Posted on the January 11th, 2010

Speaking of the idea of social democracy. For several weeks now on my computer desktop I’ve kept a link to a recent essay by Tony Judt (“What Is Living and What Is Dead in Social Democracy” The New York Review of Books, Dec 17, 2009).

I give sixteen thumbs up to this essay. It brings attention to what I think is one of the thorniest problems facing political progressives – how do you persuade people to think with an open mind about what kind of government serves them best?

Judt’s essay helps answer this question. He traces the historical influences that are shaping — and misshaping —  our public conversation about government, and he sketches a roadmap out of the ideological swamp this conversation often sinks into.

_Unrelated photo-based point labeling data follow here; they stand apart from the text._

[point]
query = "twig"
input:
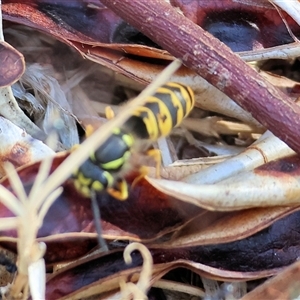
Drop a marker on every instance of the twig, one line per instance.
(215, 62)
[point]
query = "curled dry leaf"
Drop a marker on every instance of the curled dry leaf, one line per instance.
(105, 31)
(240, 260)
(274, 184)
(283, 286)
(18, 147)
(12, 65)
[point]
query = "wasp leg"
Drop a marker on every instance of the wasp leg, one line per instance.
(155, 153)
(121, 190)
(97, 221)
(109, 113)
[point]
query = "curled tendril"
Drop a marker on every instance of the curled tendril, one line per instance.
(138, 290)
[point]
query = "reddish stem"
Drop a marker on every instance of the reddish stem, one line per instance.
(215, 62)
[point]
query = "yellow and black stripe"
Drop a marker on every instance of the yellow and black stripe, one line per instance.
(166, 109)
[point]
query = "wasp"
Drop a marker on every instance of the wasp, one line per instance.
(105, 168)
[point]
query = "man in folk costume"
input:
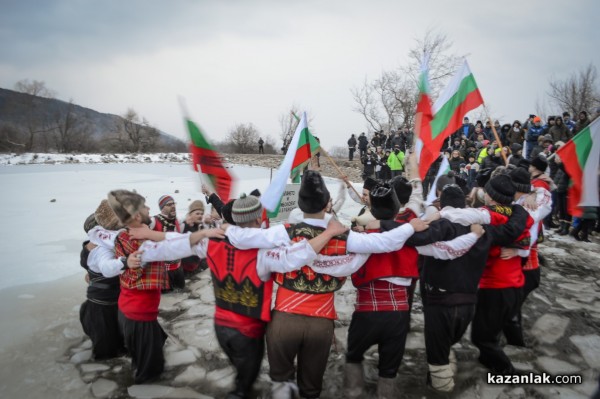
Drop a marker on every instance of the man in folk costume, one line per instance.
(98, 314)
(140, 289)
(542, 206)
(302, 321)
(449, 287)
(296, 319)
(382, 313)
(500, 287)
(243, 290)
(166, 221)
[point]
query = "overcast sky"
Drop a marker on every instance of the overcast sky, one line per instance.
(249, 61)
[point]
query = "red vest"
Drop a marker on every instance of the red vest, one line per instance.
(304, 291)
(160, 225)
(402, 263)
(236, 283)
(504, 273)
(306, 279)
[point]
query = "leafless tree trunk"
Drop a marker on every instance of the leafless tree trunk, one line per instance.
(243, 139)
(579, 92)
(390, 101)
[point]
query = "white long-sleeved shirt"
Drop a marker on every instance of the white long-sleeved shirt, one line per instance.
(281, 259)
(469, 216)
(360, 247)
(102, 258)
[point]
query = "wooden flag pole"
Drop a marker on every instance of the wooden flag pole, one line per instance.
(339, 170)
(496, 136)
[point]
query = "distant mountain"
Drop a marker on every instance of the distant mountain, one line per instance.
(32, 123)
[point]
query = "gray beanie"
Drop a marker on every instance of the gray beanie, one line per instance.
(125, 204)
(246, 209)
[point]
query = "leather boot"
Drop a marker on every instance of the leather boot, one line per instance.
(354, 381)
(386, 388)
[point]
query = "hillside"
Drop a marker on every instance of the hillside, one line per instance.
(32, 123)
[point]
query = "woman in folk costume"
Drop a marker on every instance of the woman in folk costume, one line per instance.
(98, 314)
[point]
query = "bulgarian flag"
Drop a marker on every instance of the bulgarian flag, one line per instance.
(206, 160)
(423, 119)
(581, 157)
(301, 149)
(460, 96)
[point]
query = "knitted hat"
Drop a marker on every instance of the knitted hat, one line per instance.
(90, 223)
(444, 180)
(403, 189)
(452, 195)
(313, 195)
(501, 189)
(369, 183)
(164, 200)
(246, 209)
(106, 217)
(521, 180)
(125, 204)
(539, 163)
(196, 206)
(384, 202)
(226, 212)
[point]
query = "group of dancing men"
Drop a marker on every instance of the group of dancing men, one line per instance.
(473, 265)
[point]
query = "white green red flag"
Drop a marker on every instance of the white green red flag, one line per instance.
(460, 96)
(302, 147)
(581, 158)
(423, 119)
(207, 161)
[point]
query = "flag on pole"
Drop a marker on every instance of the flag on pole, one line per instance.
(581, 158)
(460, 96)
(443, 170)
(301, 149)
(206, 160)
(423, 119)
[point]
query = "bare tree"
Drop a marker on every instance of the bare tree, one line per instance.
(389, 102)
(243, 139)
(579, 92)
(70, 131)
(35, 88)
(135, 134)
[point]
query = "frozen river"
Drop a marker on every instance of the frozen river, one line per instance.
(45, 207)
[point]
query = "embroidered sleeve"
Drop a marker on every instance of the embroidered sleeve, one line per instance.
(452, 249)
(339, 266)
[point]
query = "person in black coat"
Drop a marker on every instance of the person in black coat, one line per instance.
(449, 287)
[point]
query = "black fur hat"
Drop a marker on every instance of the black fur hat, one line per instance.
(227, 212)
(402, 187)
(384, 202)
(313, 195)
(452, 195)
(521, 180)
(483, 177)
(501, 189)
(369, 183)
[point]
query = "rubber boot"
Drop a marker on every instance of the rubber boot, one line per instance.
(386, 388)
(284, 390)
(354, 381)
(440, 378)
(564, 229)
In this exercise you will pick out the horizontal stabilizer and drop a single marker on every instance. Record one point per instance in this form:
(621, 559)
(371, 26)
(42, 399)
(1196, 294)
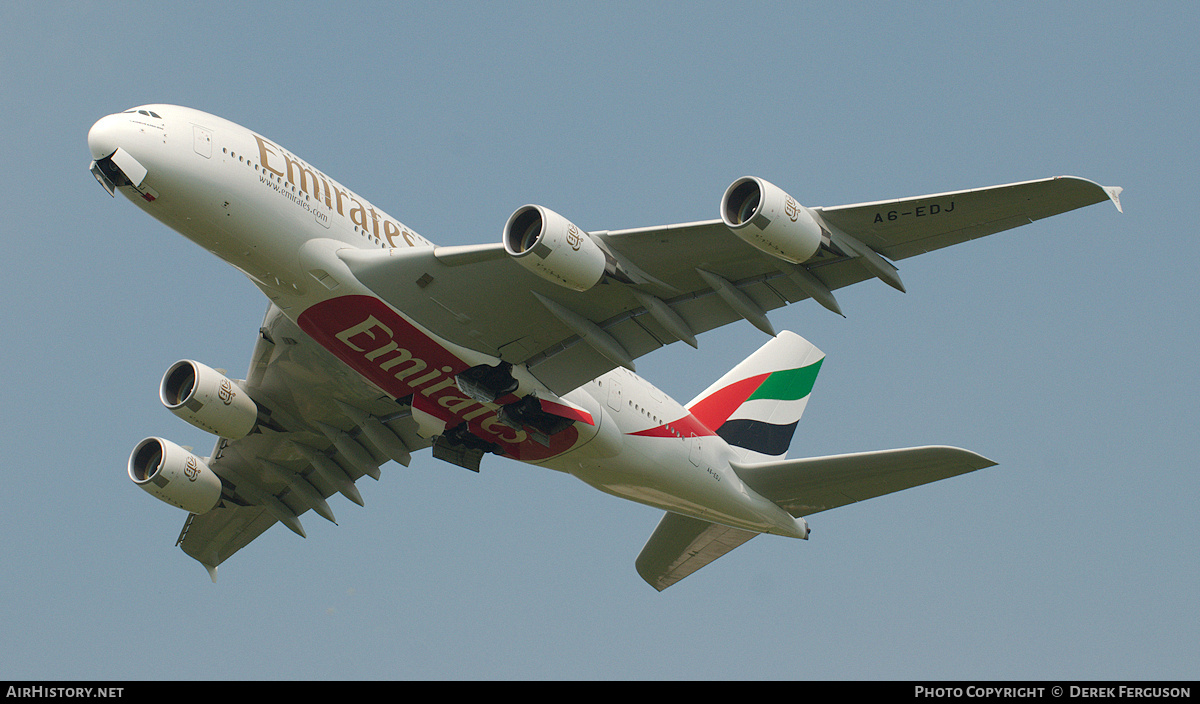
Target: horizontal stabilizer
(819, 483)
(681, 545)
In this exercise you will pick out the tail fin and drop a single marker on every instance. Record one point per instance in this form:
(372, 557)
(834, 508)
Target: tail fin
(756, 405)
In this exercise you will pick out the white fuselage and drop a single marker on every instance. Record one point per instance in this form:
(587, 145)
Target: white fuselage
(280, 221)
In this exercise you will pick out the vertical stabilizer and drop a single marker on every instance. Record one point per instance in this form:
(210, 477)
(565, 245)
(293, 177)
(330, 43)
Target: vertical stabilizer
(756, 405)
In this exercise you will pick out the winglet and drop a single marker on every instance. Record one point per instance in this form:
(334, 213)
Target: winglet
(1115, 196)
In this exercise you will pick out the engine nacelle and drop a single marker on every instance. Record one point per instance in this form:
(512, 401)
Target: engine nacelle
(552, 247)
(174, 475)
(208, 399)
(769, 220)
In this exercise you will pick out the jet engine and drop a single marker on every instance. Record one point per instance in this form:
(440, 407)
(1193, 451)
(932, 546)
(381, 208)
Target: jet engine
(772, 221)
(174, 475)
(552, 247)
(208, 399)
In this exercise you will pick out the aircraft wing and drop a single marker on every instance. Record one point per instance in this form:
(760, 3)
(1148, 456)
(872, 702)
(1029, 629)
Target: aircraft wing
(688, 278)
(323, 419)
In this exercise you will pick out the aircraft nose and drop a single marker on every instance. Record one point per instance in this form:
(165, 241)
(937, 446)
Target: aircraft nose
(105, 136)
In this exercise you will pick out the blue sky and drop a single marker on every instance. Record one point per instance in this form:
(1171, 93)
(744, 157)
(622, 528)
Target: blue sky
(1063, 350)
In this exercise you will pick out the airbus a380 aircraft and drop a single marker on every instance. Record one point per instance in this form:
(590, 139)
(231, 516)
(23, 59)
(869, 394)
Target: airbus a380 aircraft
(377, 343)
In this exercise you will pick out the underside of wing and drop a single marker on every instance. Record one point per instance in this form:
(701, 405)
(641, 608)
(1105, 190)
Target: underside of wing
(681, 545)
(673, 282)
(819, 483)
(321, 428)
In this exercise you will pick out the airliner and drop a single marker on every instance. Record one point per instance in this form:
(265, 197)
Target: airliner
(378, 343)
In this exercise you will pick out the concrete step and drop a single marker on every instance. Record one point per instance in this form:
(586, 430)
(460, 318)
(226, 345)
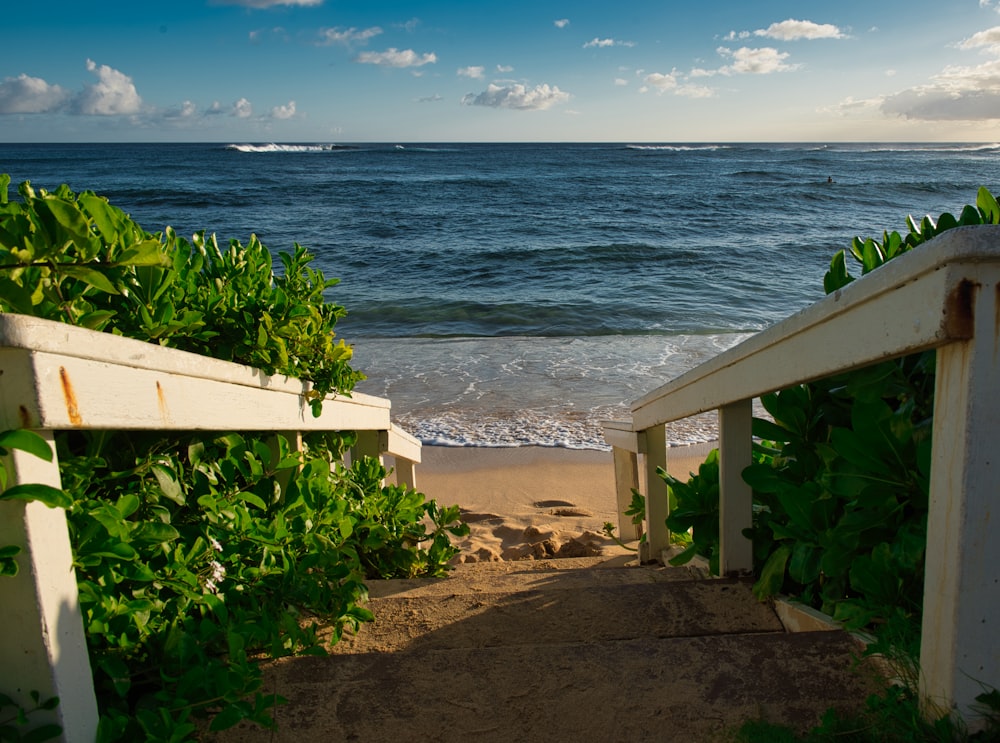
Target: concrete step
(529, 652)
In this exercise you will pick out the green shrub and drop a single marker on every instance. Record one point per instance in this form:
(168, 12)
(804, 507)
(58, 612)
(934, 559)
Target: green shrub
(198, 555)
(840, 477)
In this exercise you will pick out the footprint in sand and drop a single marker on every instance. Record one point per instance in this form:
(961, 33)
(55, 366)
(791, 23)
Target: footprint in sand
(563, 508)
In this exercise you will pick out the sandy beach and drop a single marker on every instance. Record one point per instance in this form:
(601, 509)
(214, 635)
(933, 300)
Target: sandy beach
(533, 502)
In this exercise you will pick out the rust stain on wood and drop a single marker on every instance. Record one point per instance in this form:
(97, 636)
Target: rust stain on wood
(161, 402)
(72, 409)
(959, 315)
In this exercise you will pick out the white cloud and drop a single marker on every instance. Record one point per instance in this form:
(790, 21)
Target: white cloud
(284, 112)
(695, 91)
(517, 96)
(747, 61)
(395, 58)
(113, 94)
(29, 95)
(672, 83)
(597, 43)
(187, 110)
(661, 82)
(793, 30)
(346, 36)
(242, 109)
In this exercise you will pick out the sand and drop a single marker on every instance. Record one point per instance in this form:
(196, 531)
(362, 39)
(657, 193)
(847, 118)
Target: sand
(533, 502)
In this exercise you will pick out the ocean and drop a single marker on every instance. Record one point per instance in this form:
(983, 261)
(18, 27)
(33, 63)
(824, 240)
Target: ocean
(518, 294)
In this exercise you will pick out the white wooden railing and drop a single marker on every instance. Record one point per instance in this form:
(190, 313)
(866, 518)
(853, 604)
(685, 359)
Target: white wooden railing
(58, 377)
(944, 295)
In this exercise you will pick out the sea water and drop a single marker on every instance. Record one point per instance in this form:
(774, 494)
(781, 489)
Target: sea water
(518, 294)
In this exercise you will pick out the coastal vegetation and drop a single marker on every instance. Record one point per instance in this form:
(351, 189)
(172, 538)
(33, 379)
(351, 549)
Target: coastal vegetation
(199, 555)
(840, 484)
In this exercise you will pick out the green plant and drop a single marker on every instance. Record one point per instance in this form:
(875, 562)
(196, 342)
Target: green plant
(78, 259)
(16, 725)
(840, 475)
(637, 513)
(892, 716)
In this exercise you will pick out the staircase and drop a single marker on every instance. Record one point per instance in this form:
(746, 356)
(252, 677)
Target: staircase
(562, 650)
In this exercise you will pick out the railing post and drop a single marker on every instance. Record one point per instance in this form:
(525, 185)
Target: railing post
(42, 645)
(370, 444)
(626, 479)
(735, 496)
(654, 444)
(959, 652)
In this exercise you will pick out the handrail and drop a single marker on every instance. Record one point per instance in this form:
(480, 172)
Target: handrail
(55, 377)
(944, 295)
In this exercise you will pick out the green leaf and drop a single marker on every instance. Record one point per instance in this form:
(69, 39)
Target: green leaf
(146, 253)
(89, 275)
(988, 205)
(230, 715)
(49, 731)
(52, 497)
(772, 576)
(154, 532)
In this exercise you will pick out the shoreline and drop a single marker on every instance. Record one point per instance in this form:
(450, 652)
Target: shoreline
(533, 502)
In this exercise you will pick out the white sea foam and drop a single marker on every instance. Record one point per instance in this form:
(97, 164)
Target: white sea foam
(529, 391)
(676, 148)
(272, 147)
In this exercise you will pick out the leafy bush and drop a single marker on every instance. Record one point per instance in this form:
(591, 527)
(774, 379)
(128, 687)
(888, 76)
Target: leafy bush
(840, 477)
(198, 555)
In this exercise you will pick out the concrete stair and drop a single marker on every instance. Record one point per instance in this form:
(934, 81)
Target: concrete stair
(563, 650)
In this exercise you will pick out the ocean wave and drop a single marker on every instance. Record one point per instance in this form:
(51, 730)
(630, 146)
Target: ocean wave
(676, 148)
(272, 147)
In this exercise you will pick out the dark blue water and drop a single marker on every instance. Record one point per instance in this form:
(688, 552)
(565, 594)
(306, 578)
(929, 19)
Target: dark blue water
(514, 294)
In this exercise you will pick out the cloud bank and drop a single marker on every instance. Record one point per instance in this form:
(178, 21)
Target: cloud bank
(517, 97)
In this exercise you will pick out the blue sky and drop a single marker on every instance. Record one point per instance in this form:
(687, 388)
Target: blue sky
(586, 70)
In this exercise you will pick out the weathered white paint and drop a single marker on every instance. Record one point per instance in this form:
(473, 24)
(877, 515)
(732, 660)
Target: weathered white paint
(625, 450)
(55, 377)
(735, 496)
(899, 309)
(653, 443)
(945, 295)
(42, 646)
(960, 648)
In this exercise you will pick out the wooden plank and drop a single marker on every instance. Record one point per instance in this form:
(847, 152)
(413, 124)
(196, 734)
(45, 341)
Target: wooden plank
(621, 435)
(34, 334)
(657, 505)
(72, 392)
(626, 479)
(914, 302)
(43, 647)
(401, 443)
(960, 655)
(735, 496)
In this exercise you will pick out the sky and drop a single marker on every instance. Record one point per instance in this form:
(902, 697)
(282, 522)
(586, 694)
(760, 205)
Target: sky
(338, 71)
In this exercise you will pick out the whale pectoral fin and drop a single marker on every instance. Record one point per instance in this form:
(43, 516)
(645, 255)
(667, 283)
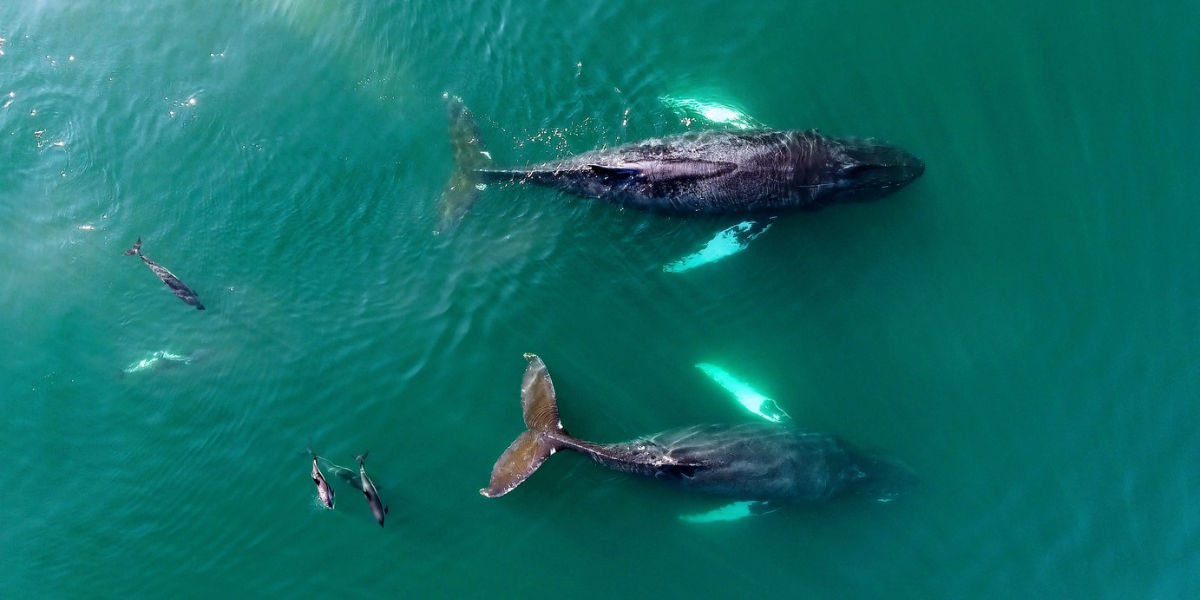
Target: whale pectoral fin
(731, 511)
(725, 244)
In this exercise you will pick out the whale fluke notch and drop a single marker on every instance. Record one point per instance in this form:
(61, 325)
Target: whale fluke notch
(532, 447)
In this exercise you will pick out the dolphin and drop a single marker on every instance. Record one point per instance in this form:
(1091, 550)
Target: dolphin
(323, 491)
(369, 490)
(765, 462)
(700, 173)
(167, 277)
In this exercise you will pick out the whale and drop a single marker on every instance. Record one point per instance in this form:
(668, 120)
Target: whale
(181, 291)
(377, 508)
(765, 462)
(324, 492)
(719, 172)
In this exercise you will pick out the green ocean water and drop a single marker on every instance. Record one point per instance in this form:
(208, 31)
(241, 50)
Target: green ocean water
(1020, 325)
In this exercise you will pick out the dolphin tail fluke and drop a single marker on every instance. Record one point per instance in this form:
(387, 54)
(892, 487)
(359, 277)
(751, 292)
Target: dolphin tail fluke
(469, 157)
(541, 439)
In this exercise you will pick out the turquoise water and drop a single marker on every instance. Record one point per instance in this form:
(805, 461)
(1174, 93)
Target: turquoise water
(1019, 325)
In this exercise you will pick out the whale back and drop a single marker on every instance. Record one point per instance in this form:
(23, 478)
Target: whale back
(760, 461)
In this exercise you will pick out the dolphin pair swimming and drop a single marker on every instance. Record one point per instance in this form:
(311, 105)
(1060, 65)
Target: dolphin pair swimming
(361, 481)
(700, 173)
(167, 277)
(766, 462)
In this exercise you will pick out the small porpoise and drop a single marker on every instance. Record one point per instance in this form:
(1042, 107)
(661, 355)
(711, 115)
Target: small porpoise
(167, 277)
(754, 461)
(323, 491)
(370, 491)
(700, 173)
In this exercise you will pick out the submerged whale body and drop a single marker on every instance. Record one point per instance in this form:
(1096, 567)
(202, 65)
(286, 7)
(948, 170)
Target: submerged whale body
(754, 461)
(181, 291)
(705, 173)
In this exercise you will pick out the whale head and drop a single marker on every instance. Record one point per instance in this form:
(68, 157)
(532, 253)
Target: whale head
(864, 169)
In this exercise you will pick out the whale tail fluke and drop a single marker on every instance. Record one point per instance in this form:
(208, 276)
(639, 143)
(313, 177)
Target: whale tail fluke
(469, 157)
(543, 438)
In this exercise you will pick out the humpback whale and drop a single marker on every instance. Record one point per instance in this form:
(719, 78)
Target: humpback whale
(370, 491)
(167, 277)
(323, 491)
(765, 462)
(701, 173)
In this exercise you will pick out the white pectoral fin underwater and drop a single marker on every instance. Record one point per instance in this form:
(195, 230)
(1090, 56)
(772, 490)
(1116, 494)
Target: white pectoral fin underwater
(469, 159)
(759, 463)
(725, 244)
(744, 395)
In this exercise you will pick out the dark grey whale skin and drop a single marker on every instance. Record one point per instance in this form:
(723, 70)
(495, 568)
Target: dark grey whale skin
(181, 291)
(721, 172)
(701, 173)
(753, 461)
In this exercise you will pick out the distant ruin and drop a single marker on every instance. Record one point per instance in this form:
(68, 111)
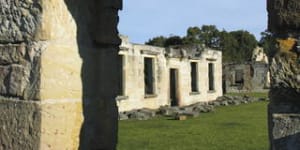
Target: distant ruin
(175, 76)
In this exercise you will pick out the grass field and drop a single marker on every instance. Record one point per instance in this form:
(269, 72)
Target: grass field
(242, 127)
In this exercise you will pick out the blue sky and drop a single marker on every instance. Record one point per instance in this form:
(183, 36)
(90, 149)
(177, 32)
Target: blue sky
(145, 19)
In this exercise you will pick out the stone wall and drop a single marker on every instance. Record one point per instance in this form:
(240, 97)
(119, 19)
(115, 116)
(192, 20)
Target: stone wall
(255, 77)
(284, 107)
(40, 85)
(165, 59)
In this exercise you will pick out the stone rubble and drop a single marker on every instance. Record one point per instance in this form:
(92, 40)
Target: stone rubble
(193, 110)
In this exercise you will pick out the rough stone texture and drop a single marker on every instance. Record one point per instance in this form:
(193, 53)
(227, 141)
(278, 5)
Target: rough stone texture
(193, 110)
(284, 118)
(19, 20)
(61, 123)
(20, 125)
(284, 16)
(20, 68)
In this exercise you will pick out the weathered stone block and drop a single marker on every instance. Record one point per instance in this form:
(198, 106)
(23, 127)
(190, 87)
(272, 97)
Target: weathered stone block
(284, 16)
(19, 20)
(20, 125)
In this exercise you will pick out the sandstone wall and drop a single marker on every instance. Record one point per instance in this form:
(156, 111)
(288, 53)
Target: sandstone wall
(40, 80)
(133, 77)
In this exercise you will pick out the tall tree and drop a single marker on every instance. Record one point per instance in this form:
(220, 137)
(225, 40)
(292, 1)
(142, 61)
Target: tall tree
(268, 42)
(246, 44)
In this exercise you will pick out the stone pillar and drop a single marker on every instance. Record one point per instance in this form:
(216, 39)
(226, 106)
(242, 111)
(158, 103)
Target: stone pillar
(284, 108)
(58, 74)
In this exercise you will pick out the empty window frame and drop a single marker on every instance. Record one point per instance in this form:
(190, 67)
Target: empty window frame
(211, 77)
(194, 77)
(149, 75)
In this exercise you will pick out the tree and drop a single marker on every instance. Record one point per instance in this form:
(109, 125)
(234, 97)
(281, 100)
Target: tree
(192, 36)
(209, 35)
(268, 42)
(246, 44)
(228, 46)
(173, 40)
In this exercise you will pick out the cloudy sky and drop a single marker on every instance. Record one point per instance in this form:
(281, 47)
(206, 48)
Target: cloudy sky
(144, 19)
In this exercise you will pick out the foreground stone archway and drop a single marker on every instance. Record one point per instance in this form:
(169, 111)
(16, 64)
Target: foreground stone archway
(284, 108)
(54, 74)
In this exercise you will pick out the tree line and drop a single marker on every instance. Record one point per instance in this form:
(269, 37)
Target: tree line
(236, 46)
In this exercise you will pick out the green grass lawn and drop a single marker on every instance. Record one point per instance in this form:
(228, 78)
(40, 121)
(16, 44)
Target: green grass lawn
(251, 94)
(241, 127)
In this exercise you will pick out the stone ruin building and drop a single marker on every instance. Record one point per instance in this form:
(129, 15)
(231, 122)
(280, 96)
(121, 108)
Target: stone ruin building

“…Margaret Thatcher reportedly asserted that “there is no such thing as society. There are only individual men and women and families.” But if there is no such thing as society, merely individuals and the “night watchman” state—overseeing from afar activities in which it plays no part—then what will bind us together? We already accept the existence of private police forces, private mail services, private agencies provisioning the state in war, and much else besides. We have “privatized” precisely those responsibilities that the modern state laboriously took upon itself in the course of the nineteenth and early twentieth centuries.

What, then, will serve as a buffer between citizens and the state? Surely not “society,” hard pressed to survive the evisceration of the public domain. For the state is not about to wither away. Even if we strip it of all its service attributes, it will still be with us—if only as a force for control and repression. Between state and individuals there would then be no intermediate institutions or allegiances: nothing would remain of the spider’s web of reciprocal services and obligations that bind citizens to one another via the public space they collectively occupy. All that would be left is private persons and corporations seeking competitively to hijack the state for their own advantage.”